А что теперь?.. Теще в глаза заглядывать. Или плюнуть на все и снова рыбачить, охотиться, бродя по окрестным озерам. Но уже набродился.
Вот он стоит, сияя белою арочной крышей, ангар. А рядом хотел…
Не будет покоя. Это словно зараза, чума ли какая. Наверное, он всегда был азартен. В юности верховодил окрестной шпаной. После первой отсидки не по чужим карманам лазал, а вагонами, платформами угоняли с завода нужное. И в лагере, в заключении, бригадирствовал, строил, словно для себя. Это — азарт.
И здесь, на хуторе, за это короткое время уже привык к уважительному вниманию. Сначала его боялись. Потом иное пришло. На хуторе и во всей округе. И даже в райцентре — в банке да в фермерском союзе. А теперь все — прахом? Нет! Лучше уйти. Но куда? Прошлое отрезано. И что в нем, в том прошлом?
От этих мыслей стало нехорошо. А потом пришло отчетливое: надо, пока не поздно, действовать. Думать и делать, а не вздыхать, словно красная девица.
Он поднялся с ветхого крыльца и пошел — сухощавый, высокий, прямой. Лишь поднялся — сразу пришло разуменье, что к чему и как. Рисковое… Но было что ставить на кон. А главное, нет выбора.
Костя зашел домой, взял ключи от склада-ангара, предупредил:
— Не расходитесь. Собрание буду проводить.
В складе он пробыл не очень долго — дверь оставил распахнутой — и, вернувшись к себе во двор, позвал:
— Пошли со мной. Все пошли, все… И ты, бабуня…
Решительно шагала Мартиновна, ступая тяжко; рядом ковыляла иссохшая от жизни Макуня, костыликом подпираясь; Раиса шла с мальчонкою на руках. И Костя — чуть в стороне и сзади, словно старшина, неулыбчивый, строгий. Казалось, вот-вот раздастся команда: «Ать-два! Ать-два! Левой!»

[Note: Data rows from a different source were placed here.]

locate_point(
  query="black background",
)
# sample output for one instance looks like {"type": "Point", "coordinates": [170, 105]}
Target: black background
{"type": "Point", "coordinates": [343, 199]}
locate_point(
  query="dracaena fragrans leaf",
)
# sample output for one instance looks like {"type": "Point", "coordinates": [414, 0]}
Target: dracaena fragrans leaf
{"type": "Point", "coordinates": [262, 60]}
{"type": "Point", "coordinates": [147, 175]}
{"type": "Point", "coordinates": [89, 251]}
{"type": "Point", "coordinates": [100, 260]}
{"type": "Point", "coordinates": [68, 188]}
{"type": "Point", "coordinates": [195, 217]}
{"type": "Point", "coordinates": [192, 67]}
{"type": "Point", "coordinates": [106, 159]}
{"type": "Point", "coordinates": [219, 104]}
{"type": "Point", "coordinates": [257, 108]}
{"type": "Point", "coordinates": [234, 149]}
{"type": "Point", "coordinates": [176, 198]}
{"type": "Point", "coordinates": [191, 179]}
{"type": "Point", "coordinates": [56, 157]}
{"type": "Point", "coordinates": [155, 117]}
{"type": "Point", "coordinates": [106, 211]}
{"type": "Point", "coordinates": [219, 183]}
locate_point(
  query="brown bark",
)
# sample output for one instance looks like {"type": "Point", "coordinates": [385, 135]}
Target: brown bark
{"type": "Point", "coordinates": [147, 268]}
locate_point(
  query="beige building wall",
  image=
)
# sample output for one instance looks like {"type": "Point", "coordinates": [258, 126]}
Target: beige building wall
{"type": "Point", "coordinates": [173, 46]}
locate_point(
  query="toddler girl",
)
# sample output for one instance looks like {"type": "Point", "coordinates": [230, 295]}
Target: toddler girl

Дверь склада была открытой.
— Заходи! — приказал Костя.
Вошли. Костя последним. Он запер дверь, накинув крючок. Вспыхнули яркие лампы. И Мартиновна охнула:
— Губить будет…
Она первой углядела лестницу, табуретку и веревку с петлей под поперечною балкою. Никакая Лелька тут не услышит, никакой участковый. Видно, пришла пора помирать. И когда поняла это Мартиновна, то ватными сделались ноги, онемел язык.
— Значит, я — абманат? — спросил Костя. — Обмануть вас хочу? Миллионы украсть? Забирайте эти миллионы! — возвысил он голос. — Набирайте золота, дом купите, нового зятя… и отца ему. — Он шагнул к сынишке, к Володе, которого держала на руках растерянная Раиса, поцеловал его и так же ровно пошел к табурету, влез на него, надел петлю на шею, качнулся и вышиб из-под себя ногой опору.
Табурет покатился к стене, а сам Костя, тело его начало биться. Он вытягивал и вытягивал шею, словно что-то еще хотел сказать, но уже не мог. Страшно открылся и запенился рот в немом раздирающем крике. Выпученные глаза безумно таращились. Судорога ломала жилистое тело, изгибая и вытягивая его в предсмертной корче.
— Грех… Грех… — заплакала старая Макуня, шагнула и, упав, поползла на четвереньках.
— Мамка! — закричала Раиса и, уронив с рук сына, кинулась к Косте, стала ловить ноги его и кричала: — Ма-амка!!! — потом к табурету — и снова к Косте и дико орала: — Ма-амка!!
На амбарной стене висели друг возле дружки четыре косы. Мартиновна, ухватив самую малую, задыхаясь, спеша, полезла по лестнице и с первого раза, с потягом, пересекла веревку над головою зятя.
Костя рухнул на асфальтовый пол. Раиса бросилась к нему, все так же крича: «Мамка!» А потом смолкла, упав на колени, приникла к груди мужа и слушала: колотится ли еще гулкое Костино сердце?